It is impossible to know for certain what this name actually was. The original immigrant, Luke Mizell, could not write his own name, nor could his elder son Lawrence Mizell. The spelling of the name in the early Virginia records is therefore whatever seemed most appropriate to the clerk recording each particular record. Combine that with the fact that Luke Mizell immigrated at a time when the spelling of one’s surname was still treated somewhat casually even by the literate.

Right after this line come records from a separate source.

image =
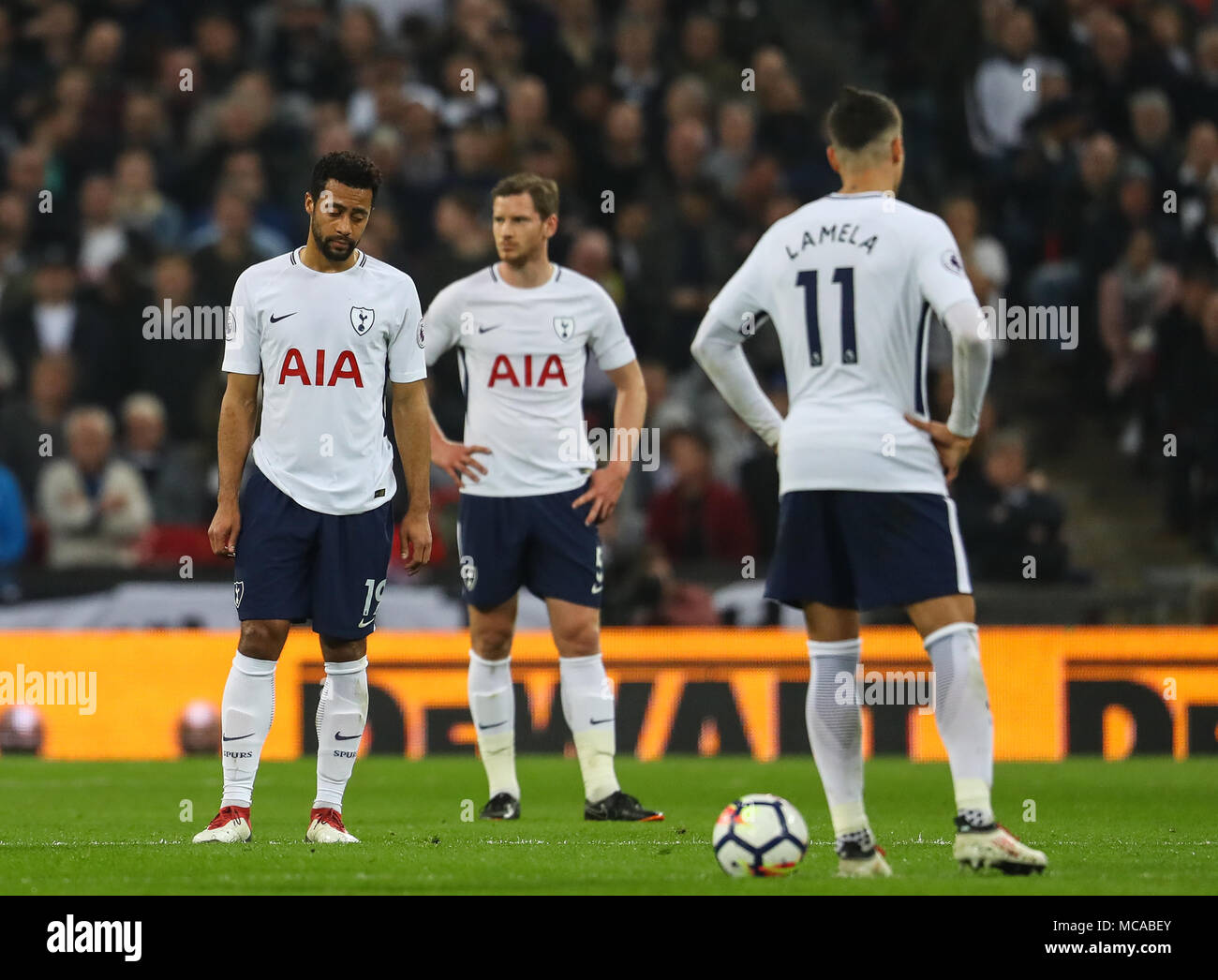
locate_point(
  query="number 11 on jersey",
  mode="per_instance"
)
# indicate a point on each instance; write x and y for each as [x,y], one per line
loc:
[844,277]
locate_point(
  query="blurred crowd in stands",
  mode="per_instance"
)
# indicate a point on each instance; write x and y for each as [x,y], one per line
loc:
[151,151]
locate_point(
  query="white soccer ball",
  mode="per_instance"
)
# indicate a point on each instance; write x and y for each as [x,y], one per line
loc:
[760,836]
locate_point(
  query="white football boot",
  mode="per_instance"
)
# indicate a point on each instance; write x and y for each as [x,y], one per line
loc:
[325,826]
[231,825]
[994,846]
[859,856]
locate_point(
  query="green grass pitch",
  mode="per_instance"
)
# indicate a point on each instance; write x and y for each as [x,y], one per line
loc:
[1140,826]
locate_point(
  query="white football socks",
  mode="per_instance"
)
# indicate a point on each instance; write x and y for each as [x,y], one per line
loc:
[835,729]
[494,706]
[588,708]
[341,714]
[961,710]
[246,712]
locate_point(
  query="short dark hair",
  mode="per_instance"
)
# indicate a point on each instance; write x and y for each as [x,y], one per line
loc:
[542,190]
[857,117]
[348,168]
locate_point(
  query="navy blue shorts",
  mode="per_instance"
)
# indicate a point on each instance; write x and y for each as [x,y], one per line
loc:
[297,564]
[540,542]
[859,549]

The result is that we find the name in a variety of forms. For the first several decades it was recorded predominantly as Mizle and variants like Misle and Mizell. Fifty years after Luke Mizell immigrated, the “i” was beginning to be replaced by “e” and “ea” to produce Meazle and variants (Meazle, Measle, Measell), though the Mizle version also continued to be used. (The uses of “s” versus “z” are probably not significant. Those two lower-case letters are so similar to one another in old script that they are very difficult to differentiate and often it’s just a guess as to which was intended.)
Luke Mizell, Jr. evidently learned to write his own name as a result of his apprenticeship to a cooper named John King. Since his own parents didn’t know how to spell the name, he used a spelling that John King (or whoever taught him to write) favored. He signed his name a total of eight times, spelling it each time as Meazle.
The Mizell version doesn’t seem to have become the preferred spelling until a generation or two later. The early North Carolina Mizells were in the same boat as Luke Jr. – learning to spell their names from persons outside the family. The “original” name, whether Mizle or Measle, is impossible to determine for certain. However, it was obviously English – both mizle and measle were common English words.
In the late 19th century, two and a half centuries after Luke Mizell’s immigration, a descendant wrote of a family legend that three Huguenot brothers from France (perhaps using the name Moselle) immigrated to North Carolina. This may have seemed plausible at the time, but it ignores the first hundred years of the family in America. With the advantage having seen the Virginia records, we now know that this legend is purely fanciful. The name was certainly not any variation of “Moselle”. There were no brothers, only the original Luke. And he could not possibly have been a French Huguenot. Luke Mizell’s immigration by 1635 predates by more than a generation the earliest known Huguenot migration to America. And we know that Luke had to have been English to buy land, serve on juries, and enjoy other privileges reserved for English citizens in 17th century Virginia. (Citizenship at the time was conferred on residents only by an act of the Council, and there is no entry in those acts for any name resembling Luke Mizell.) His settlement literally next door to an Anglican church, and the relationship with the local minister, also argues against any other religion. In short, there is absolutely no evidence that he was other than a typical English Anglican.